A 32-year-old man complains of unilateral nasal obstruction for the past several months of gradual onset. On examination of the nose, a nasal polyp is found.
Introduction: Nasal polyps are benign lesions arising from the mucosa of the nasal passages including the paranasal sinuses. They are most commonly semitransparent.
Epidemiology: Prevalence of 1% to 4% of adults; 0.1% of children of all races and classes.
• The male-to-female ratio in adults is approximately 2:1.
• Peak age of onset is 20 to 40 years old; rare in children younger than 10 years old.
Associations: Associated with the following conditions:
~ Nonallergic and allergic rhinitis and rhinosinusitis.
~ Asthma—In 20% to 50% of patients with polyps.
~ Cystic fibrosis.
~ Aspirin intolerance—In 8% to 26% of patients with polyps.
~ Alcohol intolerance—In 50% of patients with polyps
Etiology And Pathophysiology:
• The precise cause of nasal polyp formation is unknown.
• Infectious agents causing desquamation of the mucous membrane may play a triggering role.
• Activated epithelial cells appear to be the major source of mediators that induce an influx of inflammatory cells, including eosinophils prominently; these in turn lead to proliferation and activation of fibroblasts. Cytokines and growth factors play a role in maintaining the mucosal inflammation associated with polyps.
• Food allergies are strongly associated with nasal polyps.
• The appearance is usually smooth and rounded
• Moist and translucent
• Variable size.
• Color ranging from nearly none to deep erythema.
• The middle meatus is the most common location.
Laboratory testing And Diagnosis:
• Consider allergy testing.
• In children with multiple polyps, order sweat test to rule out cystic fibrosis.
• CT of the nose and paranasal sinuses may be indicated to evaluate extent of lesion(s)
• Biopsy is not usually indicated. If done histology typically shows pseudostratified ciliary epithelium, edematous stroma, epithelial basement membrane, and proinflammatory cells with eosinophils present in 80% to 90% of cases.
• Medical treatment consists of intranasal corticosteroids.
• An initial short course (2 to 4 weeks) of oral steroids may be considered in severe cases.
• Steroid treatment reduces polyp size, but does not generally resolve them.

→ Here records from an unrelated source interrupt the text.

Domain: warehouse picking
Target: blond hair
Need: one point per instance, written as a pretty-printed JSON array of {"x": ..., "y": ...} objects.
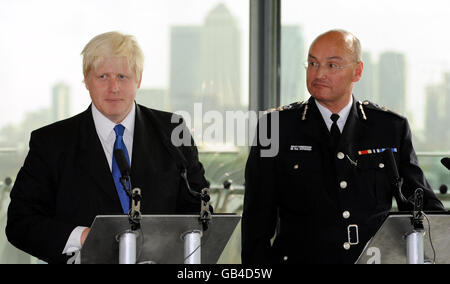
[{"x": 113, "y": 44}]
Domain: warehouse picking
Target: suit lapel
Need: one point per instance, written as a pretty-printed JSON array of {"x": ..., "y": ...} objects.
[
  {"x": 92, "y": 158},
  {"x": 313, "y": 126}
]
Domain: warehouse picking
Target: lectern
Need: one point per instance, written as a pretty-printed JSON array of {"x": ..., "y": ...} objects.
[
  {"x": 394, "y": 241},
  {"x": 161, "y": 239}
]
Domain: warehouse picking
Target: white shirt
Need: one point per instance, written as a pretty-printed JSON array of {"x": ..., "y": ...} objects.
[
  {"x": 107, "y": 136},
  {"x": 343, "y": 115}
]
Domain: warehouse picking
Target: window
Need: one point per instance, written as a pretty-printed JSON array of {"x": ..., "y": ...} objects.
[
  {"x": 406, "y": 63},
  {"x": 196, "y": 53}
]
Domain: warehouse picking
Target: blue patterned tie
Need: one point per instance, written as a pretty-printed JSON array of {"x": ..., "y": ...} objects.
[{"x": 119, "y": 144}]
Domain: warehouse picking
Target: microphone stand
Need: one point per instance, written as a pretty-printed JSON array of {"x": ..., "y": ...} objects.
[
  {"x": 415, "y": 239},
  {"x": 127, "y": 239},
  {"x": 192, "y": 238}
]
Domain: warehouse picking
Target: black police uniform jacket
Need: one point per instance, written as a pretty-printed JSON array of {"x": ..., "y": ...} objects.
[
  {"x": 66, "y": 180},
  {"x": 310, "y": 194}
]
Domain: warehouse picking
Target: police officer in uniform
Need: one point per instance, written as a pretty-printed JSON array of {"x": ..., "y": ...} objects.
[{"x": 331, "y": 185}]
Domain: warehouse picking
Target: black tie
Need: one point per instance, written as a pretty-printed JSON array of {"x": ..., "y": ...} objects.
[{"x": 335, "y": 133}]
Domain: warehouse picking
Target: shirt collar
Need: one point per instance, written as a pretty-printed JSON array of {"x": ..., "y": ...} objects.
[
  {"x": 343, "y": 114},
  {"x": 104, "y": 126}
]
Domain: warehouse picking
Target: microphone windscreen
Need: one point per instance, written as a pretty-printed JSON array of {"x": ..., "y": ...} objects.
[{"x": 446, "y": 162}]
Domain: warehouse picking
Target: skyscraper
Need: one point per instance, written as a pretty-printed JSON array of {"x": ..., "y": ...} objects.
[
  {"x": 392, "y": 81},
  {"x": 205, "y": 63},
  {"x": 60, "y": 101},
  {"x": 221, "y": 61},
  {"x": 365, "y": 89},
  {"x": 293, "y": 80},
  {"x": 185, "y": 73},
  {"x": 435, "y": 116}
]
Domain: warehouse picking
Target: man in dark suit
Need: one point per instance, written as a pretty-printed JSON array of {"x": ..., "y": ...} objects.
[
  {"x": 331, "y": 185},
  {"x": 67, "y": 177}
]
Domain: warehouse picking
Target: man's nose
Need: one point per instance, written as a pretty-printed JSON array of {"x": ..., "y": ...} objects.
[
  {"x": 321, "y": 71},
  {"x": 114, "y": 85}
]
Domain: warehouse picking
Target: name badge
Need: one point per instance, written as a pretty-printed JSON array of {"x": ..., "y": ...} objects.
[{"x": 301, "y": 148}]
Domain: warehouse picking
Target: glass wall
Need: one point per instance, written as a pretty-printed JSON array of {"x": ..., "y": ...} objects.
[
  {"x": 196, "y": 60},
  {"x": 406, "y": 63}
]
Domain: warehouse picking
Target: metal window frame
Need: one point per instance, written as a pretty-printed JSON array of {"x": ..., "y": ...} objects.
[{"x": 264, "y": 81}]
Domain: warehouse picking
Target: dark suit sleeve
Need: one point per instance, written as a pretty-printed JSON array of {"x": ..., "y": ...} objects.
[
  {"x": 32, "y": 225},
  {"x": 260, "y": 209},
  {"x": 413, "y": 176}
]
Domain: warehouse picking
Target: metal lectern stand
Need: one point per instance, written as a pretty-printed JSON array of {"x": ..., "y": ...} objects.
[
  {"x": 161, "y": 239},
  {"x": 397, "y": 242}
]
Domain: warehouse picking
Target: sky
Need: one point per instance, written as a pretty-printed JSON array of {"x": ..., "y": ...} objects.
[{"x": 41, "y": 40}]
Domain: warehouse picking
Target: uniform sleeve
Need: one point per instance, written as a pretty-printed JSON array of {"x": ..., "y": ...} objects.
[
  {"x": 259, "y": 217},
  {"x": 32, "y": 225},
  {"x": 413, "y": 176}
]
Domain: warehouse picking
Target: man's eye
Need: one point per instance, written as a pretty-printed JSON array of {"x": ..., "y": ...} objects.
[{"x": 333, "y": 66}]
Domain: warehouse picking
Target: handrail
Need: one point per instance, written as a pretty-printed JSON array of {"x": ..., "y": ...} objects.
[{"x": 8, "y": 150}]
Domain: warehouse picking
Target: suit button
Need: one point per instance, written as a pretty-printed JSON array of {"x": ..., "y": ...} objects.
[{"x": 346, "y": 214}]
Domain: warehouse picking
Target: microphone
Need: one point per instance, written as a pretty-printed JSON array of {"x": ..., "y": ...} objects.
[
  {"x": 134, "y": 216},
  {"x": 122, "y": 162},
  {"x": 446, "y": 162}
]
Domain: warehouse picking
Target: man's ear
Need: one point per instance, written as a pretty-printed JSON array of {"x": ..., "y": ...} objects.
[
  {"x": 139, "y": 82},
  {"x": 85, "y": 83},
  {"x": 358, "y": 71}
]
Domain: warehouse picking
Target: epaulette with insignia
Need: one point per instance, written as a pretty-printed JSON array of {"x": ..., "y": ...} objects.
[
  {"x": 286, "y": 107},
  {"x": 374, "y": 106}
]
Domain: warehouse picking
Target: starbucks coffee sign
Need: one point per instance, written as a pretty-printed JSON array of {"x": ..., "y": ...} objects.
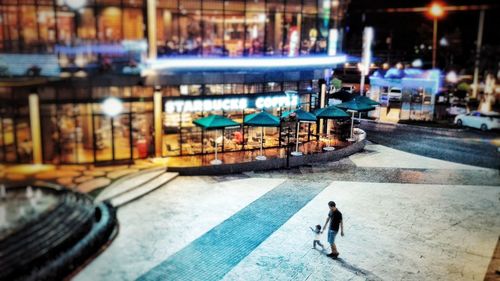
[{"x": 230, "y": 103}]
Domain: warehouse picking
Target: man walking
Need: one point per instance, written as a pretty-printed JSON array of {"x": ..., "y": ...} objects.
[{"x": 335, "y": 219}]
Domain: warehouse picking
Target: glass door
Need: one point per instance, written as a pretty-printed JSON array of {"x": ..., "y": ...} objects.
[
  {"x": 103, "y": 149},
  {"x": 113, "y": 138}
]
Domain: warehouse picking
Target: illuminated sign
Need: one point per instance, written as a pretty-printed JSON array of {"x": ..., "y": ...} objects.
[
  {"x": 241, "y": 63},
  {"x": 332, "y": 42},
  {"x": 75, "y": 4},
  {"x": 178, "y": 106},
  {"x": 277, "y": 101},
  {"x": 367, "y": 54},
  {"x": 228, "y": 104}
]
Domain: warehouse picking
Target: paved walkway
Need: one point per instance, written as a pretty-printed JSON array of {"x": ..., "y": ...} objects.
[
  {"x": 423, "y": 221},
  {"x": 214, "y": 254}
]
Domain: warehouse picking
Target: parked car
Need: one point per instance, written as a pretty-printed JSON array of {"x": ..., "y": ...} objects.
[
  {"x": 480, "y": 120},
  {"x": 349, "y": 89},
  {"x": 395, "y": 94},
  {"x": 456, "y": 109}
]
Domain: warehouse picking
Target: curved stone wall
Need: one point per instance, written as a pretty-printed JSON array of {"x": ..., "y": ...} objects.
[{"x": 271, "y": 164}]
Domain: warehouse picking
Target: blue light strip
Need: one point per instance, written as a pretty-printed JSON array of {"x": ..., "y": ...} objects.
[{"x": 239, "y": 63}]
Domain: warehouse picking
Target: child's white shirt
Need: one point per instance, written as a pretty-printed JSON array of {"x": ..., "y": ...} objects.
[{"x": 317, "y": 236}]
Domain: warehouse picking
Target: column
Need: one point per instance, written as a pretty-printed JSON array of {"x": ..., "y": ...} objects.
[
  {"x": 322, "y": 102},
  {"x": 36, "y": 136},
  {"x": 152, "y": 29},
  {"x": 157, "y": 100}
]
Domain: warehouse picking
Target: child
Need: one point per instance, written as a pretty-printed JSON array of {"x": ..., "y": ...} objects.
[{"x": 317, "y": 236}]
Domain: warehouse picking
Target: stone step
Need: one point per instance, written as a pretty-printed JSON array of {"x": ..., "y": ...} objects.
[
  {"x": 142, "y": 190},
  {"x": 128, "y": 183}
]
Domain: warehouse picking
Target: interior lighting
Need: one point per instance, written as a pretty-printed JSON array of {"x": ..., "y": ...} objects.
[
  {"x": 112, "y": 106},
  {"x": 239, "y": 63},
  {"x": 75, "y": 4},
  {"x": 452, "y": 77},
  {"x": 417, "y": 63},
  {"x": 436, "y": 10}
]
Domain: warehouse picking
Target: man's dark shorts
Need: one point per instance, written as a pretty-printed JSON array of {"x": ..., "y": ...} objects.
[{"x": 331, "y": 236}]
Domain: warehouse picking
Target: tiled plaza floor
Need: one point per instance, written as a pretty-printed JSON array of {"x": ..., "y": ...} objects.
[{"x": 407, "y": 218}]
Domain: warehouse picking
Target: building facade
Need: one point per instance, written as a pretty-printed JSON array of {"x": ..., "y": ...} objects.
[{"x": 61, "y": 60}]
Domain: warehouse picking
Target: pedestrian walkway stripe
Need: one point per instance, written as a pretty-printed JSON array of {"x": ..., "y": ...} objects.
[{"x": 214, "y": 254}]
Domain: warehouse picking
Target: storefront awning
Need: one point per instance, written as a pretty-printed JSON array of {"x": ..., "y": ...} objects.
[
  {"x": 262, "y": 119},
  {"x": 331, "y": 112},
  {"x": 300, "y": 115},
  {"x": 355, "y": 105},
  {"x": 213, "y": 122}
]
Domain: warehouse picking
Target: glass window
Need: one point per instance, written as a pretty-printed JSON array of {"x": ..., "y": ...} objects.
[
  {"x": 168, "y": 31},
  {"x": 134, "y": 3},
  {"x": 110, "y": 27},
  {"x": 190, "y": 33},
  {"x": 213, "y": 4},
  {"x": 86, "y": 24},
  {"x": 65, "y": 26},
  {"x": 29, "y": 25},
  {"x": 171, "y": 92},
  {"x": 274, "y": 33},
  {"x": 47, "y": 24},
  {"x": 190, "y": 90},
  {"x": 234, "y": 5},
  {"x": 189, "y": 5},
  {"x": 214, "y": 89},
  {"x": 234, "y": 32},
  {"x": 256, "y": 5},
  {"x": 290, "y": 86},
  {"x": 310, "y": 7},
  {"x": 133, "y": 24},
  {"x": 272, "y": 87},
  {"x": 213, "y": 44},
  {"x": 293, "y": 6},
  {"x": 256, "y": 24},
  {"x": 253, "y": 88},
  {"x": 167, "y": 4},
  {"x": 275, "y": 5},
  {"x": 108, "y": 2},
  {"x": 24, "y": 143},
  {"x": 10, "y": 21},
  {"x": 292, "y": 34},
  {"x": 309, "y": 36}
]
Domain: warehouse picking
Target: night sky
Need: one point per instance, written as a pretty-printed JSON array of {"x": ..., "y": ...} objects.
[{"x": 410, "y": 29}]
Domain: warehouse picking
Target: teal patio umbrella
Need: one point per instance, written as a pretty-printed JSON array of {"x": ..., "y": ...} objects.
[
  {"x": 261, "y": 119},
  {"x": 215, "y": 122},
  {"x": 366, "y": 100},
  {"x": 330, "y": 112},
  {"x": 355, "y": 106},
  {"x": 300, "y": 116}
]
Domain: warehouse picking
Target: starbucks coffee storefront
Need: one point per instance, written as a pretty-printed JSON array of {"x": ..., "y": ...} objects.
[
  {"x": 182, "y": 137},
  {"x": 84, "y": 121}
]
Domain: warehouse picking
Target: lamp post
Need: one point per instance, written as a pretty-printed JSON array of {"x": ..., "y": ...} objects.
[{"x": 436, "y": 10}]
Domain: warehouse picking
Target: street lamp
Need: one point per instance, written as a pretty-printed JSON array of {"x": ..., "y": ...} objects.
[{"x": 436, "y": 10}]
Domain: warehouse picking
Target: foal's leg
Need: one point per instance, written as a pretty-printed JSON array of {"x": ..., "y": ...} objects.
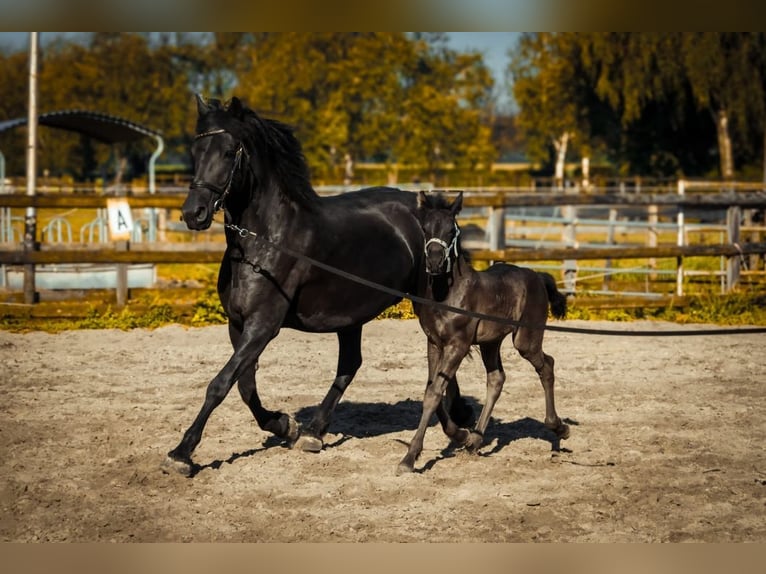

Corticosteroid treatment is also useful preoperatively to reduce polyp size.
• Oral doxycycline 100 mg daily for 20 days was shown to decrease polyp size, providing benefit for 12 weeks in one randomized controlled trial.
• Topical nasal decongestants may provide some symptom relief, but do not reduce polyp size.
• Montelukast reduces symptoms when used as an adjunct to oral and inhaled steroid therapy in patients with bilateral nasal polyposis.
• Surgical excision is often required to relieve symptoms.